The court noted that "as a matter of fact, the value of a smoke polluted residential apartment is zero    .  . .    and that the plaintiff is entitled to a 100 percent abatement . . . "  Reinhard v. Connaught Tower Corp., 602503/2008, NYLJ 120275100993 (Sup. NY Decided January 25, 2016)  As such, the plaintiff was entitled to reimbursement of maintenance fees in excess of $100,000.00!

In addition to the abatement of fees, pursuant to the terms of the proprietary lease, as the prevailing party, the plaintiff was entitled to reasonable attorney's fees incurred in connection with the lawsuit.

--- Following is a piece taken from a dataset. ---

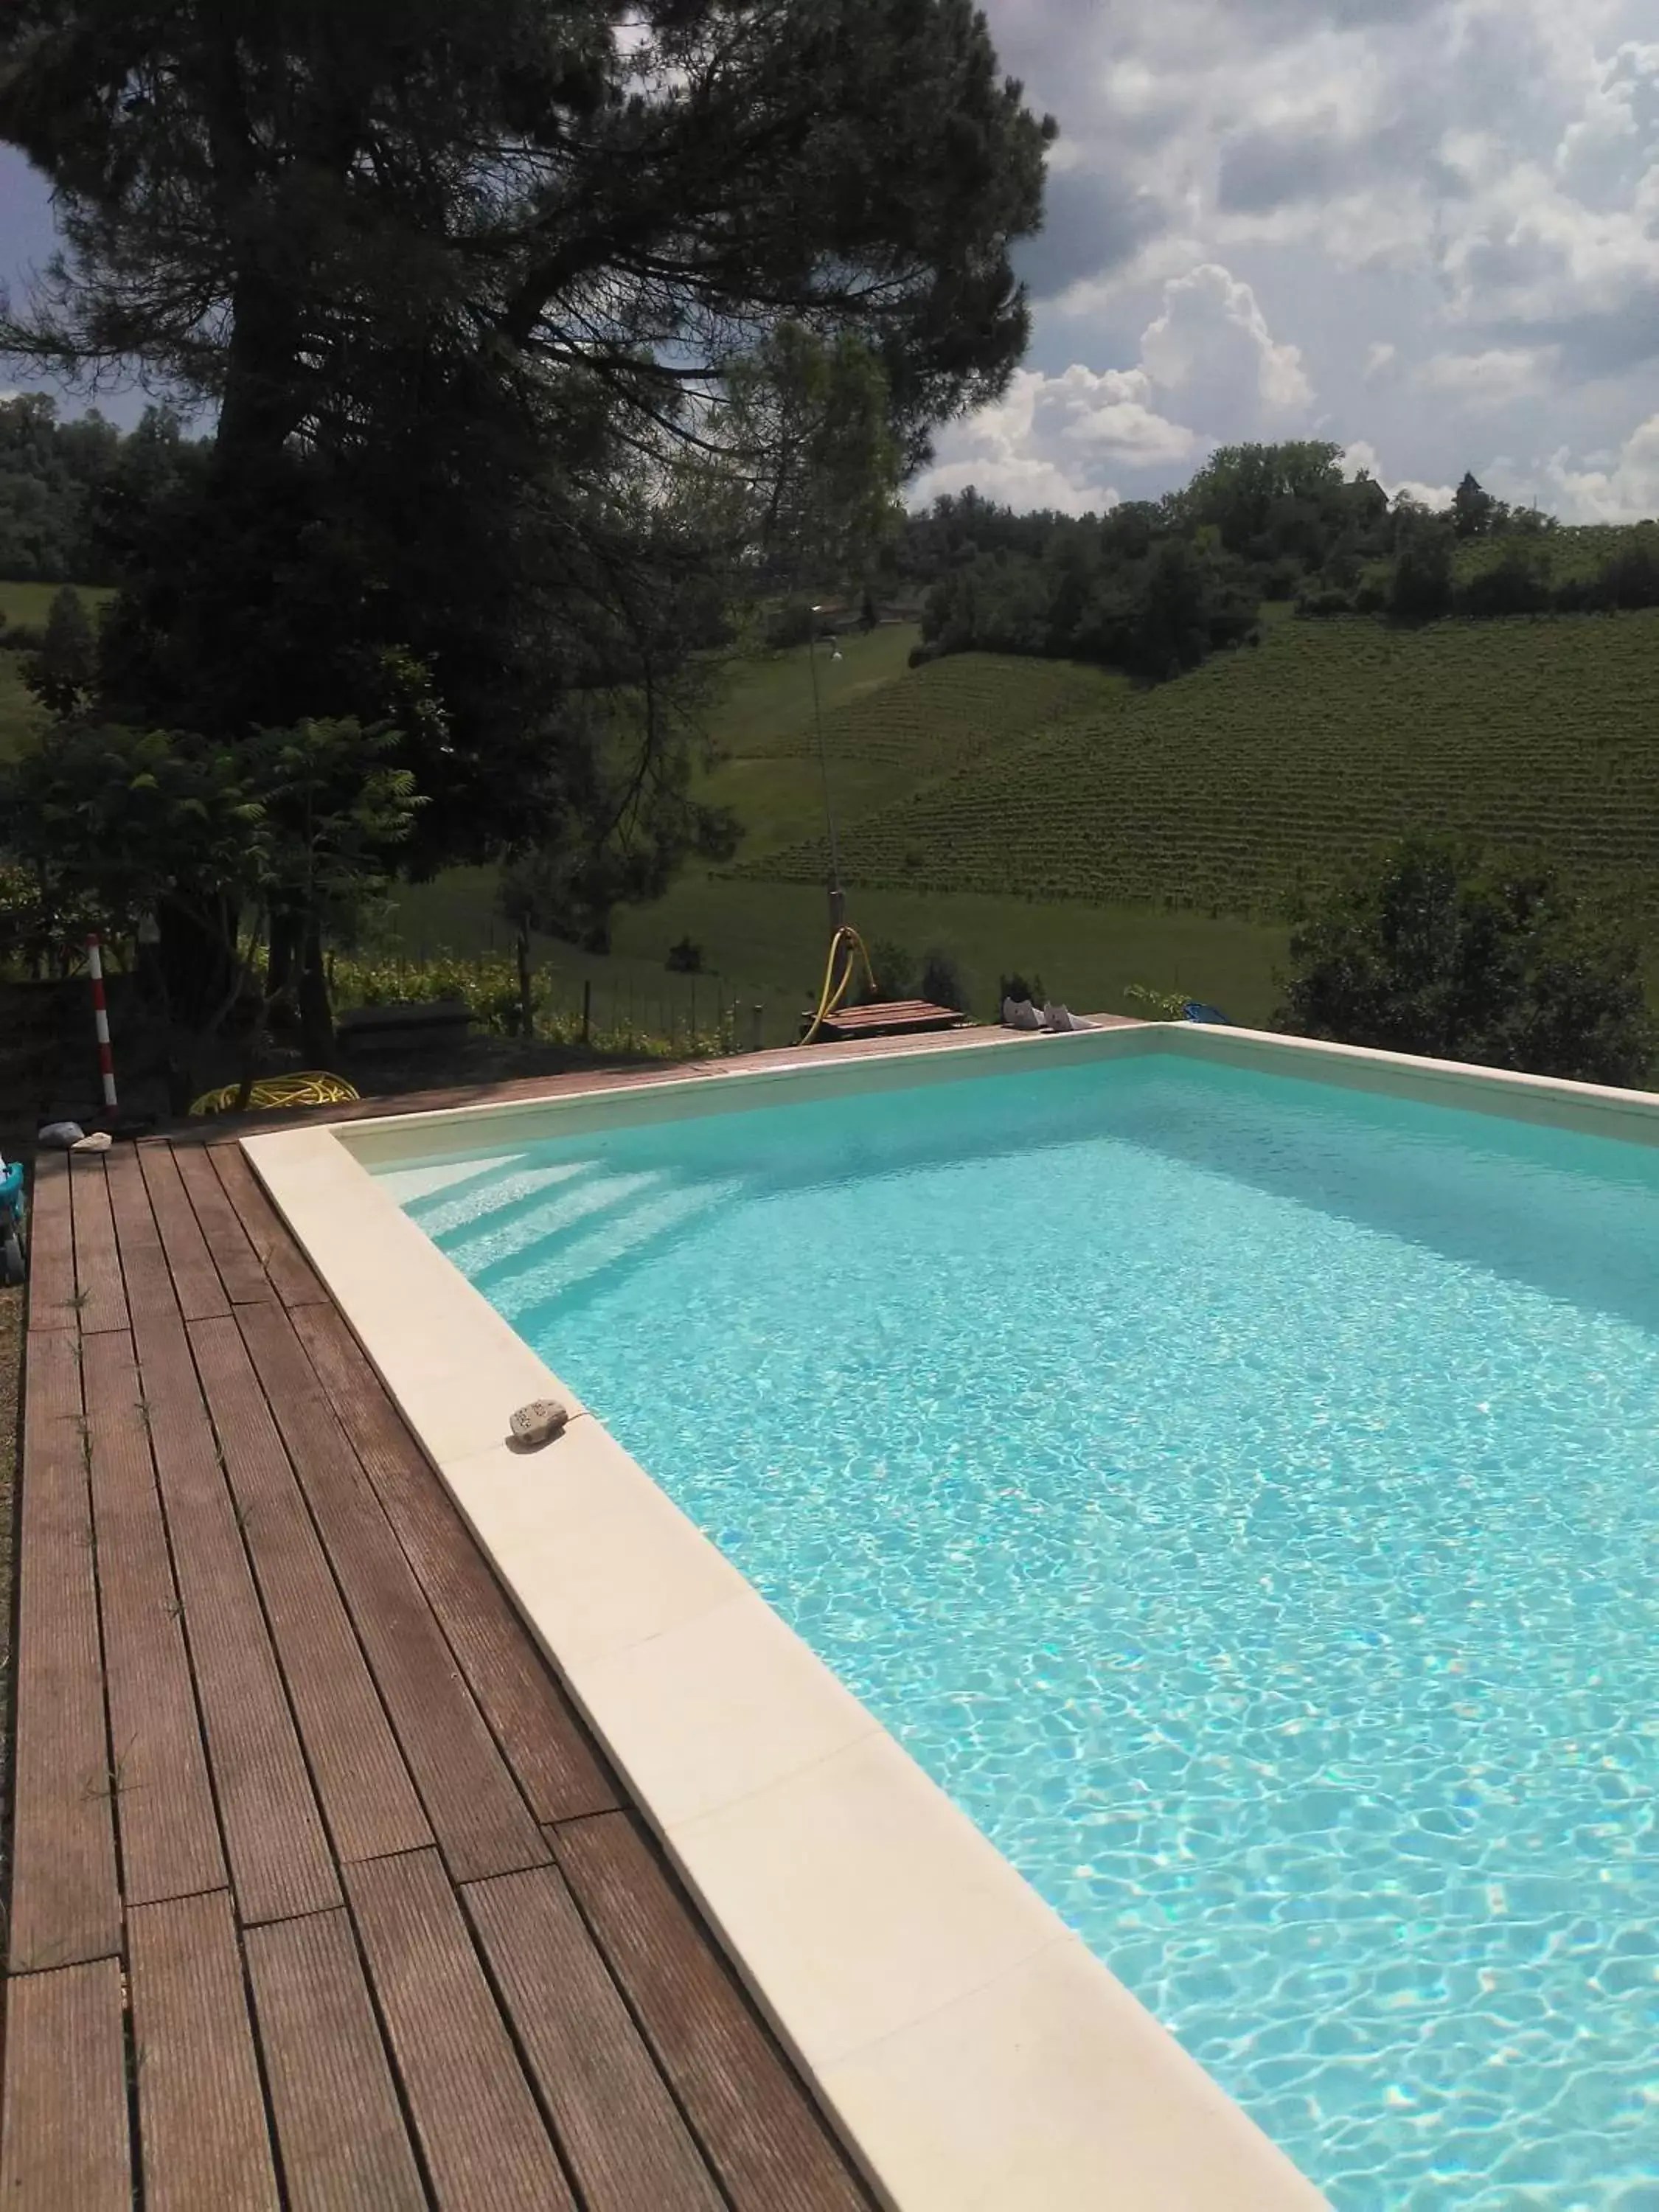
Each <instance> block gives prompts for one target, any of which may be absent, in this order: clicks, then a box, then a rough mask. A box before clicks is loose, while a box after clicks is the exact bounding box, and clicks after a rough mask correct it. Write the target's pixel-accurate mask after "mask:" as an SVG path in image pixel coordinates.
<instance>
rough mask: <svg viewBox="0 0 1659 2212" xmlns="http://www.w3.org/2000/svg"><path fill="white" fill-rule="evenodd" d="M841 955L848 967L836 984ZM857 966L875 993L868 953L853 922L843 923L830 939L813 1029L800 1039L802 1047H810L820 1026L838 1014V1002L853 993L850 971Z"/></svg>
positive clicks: (814, 1014) (813, 1022)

The decision leaves open questions concerning a co-op's options. Should it to exclude smokers from the building or  "smoke proof" units.

Wednesday, March 2, 2016

In Re Rones Revisited: Court Rules Condo Lien Cannot be Strippped Off



Don't leave money on the table by  assuming  that a Chapter 13 bankruptcy filing by an owner wipes out or limits payment of a  condominium  association's pre-petition claim for unpaid  fees and assessments.

A recent decision of the United States District Court, on appeal from an order of the U.S. Bankruptcy Court, is a solid victory for condominium associations in this regard. The decision impacts the amount of money a condominium association, with a recorded priority lien, will be entitled to receive
when an owner files a Chapter 13 bankruptcy.

Based on the decision, the limited super priority afforded to a condominium claim of lien pursuant to the New Jersey Condominium Act, specifically, N.J.S.A. 46:8B-21 (b)(1), prevents the lien from being stripped off or crammed down under a debtor's chapter 13 plan. Since the lien was entitled to a limited priority over the first mortgage, and was secured by the debtor's principal residence, the lien could not be modified or stripped off.

Therefore, under a Chapter 13 plan, the entire lien will secured and not just the limited super priority portion.